Both parties agreed in section 213 to waive any rights they might have "by statute or otherwise, to terminate, cancel or rescind this Agreement except in accordance with the express terms thereof." This language was reinforced by section 305, which provided, with exceptions not pertinent to this appeal, that CEA-OXY had "no right to terminate this Agreement or to terminate any of its obligations hereunder". The parties also agreed in section 404 that "[a]ny and all disputes and differences pertaining to or arising out of this Agreement or the breach thereof shall finally be settled by arbitration". Section 404 further provided that "[t]he parties shall continue to perform their obligations under this Agreement during the pendency of any arbitration proceeding." It is this "status quo" provision that plaintiffs seek to specifically enforce in this action.

Immediately after the contract was executed in March 1976, CEA-OXY was permitted by CRRA to subcontract its responsibilities to CEA, which soon began construction of the Bridgeport plant. CEA encountered substantial difficulties, however, and was unable to keep pace with the schedule established by the contract. As of October 1980, when construction was discontinued, the plant was still far from complete.

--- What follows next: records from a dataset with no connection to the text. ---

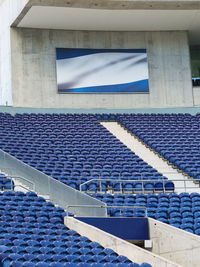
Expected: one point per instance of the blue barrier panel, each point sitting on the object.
(125, 228)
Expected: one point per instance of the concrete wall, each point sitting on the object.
(9, 9)
(34, 68)
(122, 247)
(174, 244)
(196, 95)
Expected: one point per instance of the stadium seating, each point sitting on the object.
(175, 137)
(75, 148)
(32, 233)
(179, 210)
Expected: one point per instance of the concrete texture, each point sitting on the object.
(174, 244)
(106, 4)
(132, 252)
(196, 96)
(34, 69)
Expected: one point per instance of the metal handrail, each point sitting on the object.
(105, 206)
(24, 179)
(142, 181)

Throughout the construction period, CEA provided the interim services required by the contract without interruption. On October 20, 1980, however, CEA declared bankruptcy. Two months later when the United States Bankruptcy Court for the Southern District of New York permitted CEA to disaffirm its obligations under the subcontract, ORRSI immediately assumed responsibility for the functions theretofore performed by CEA. While it did not resume construction of the Bridgeport plant, ORRSI directly provided all of the required interim services until September 1981, when it entered into a five-year contract with Compaction Systems of Bridgeport, Inc. (Compaction Systems), under which Compaction Systems agreed to transport and dispose of the solid wastes produced by the participating municipalities. Since that time, ORRSI has retained responsibility for maintaining the system's facilities and for operating the five local "transfer stations" where wastes that have been removed from the municipalities are temporarily stored en route to various landfill locations.

The series of legal maneuvers and counter-maneuvers which culminated in this lawsuit began in November 1981, when, with construction at a standstill, CRRA filed a demand for arbitration to compel Occidental to honor its guarantee of CEA-OXY's obligation to complete the system.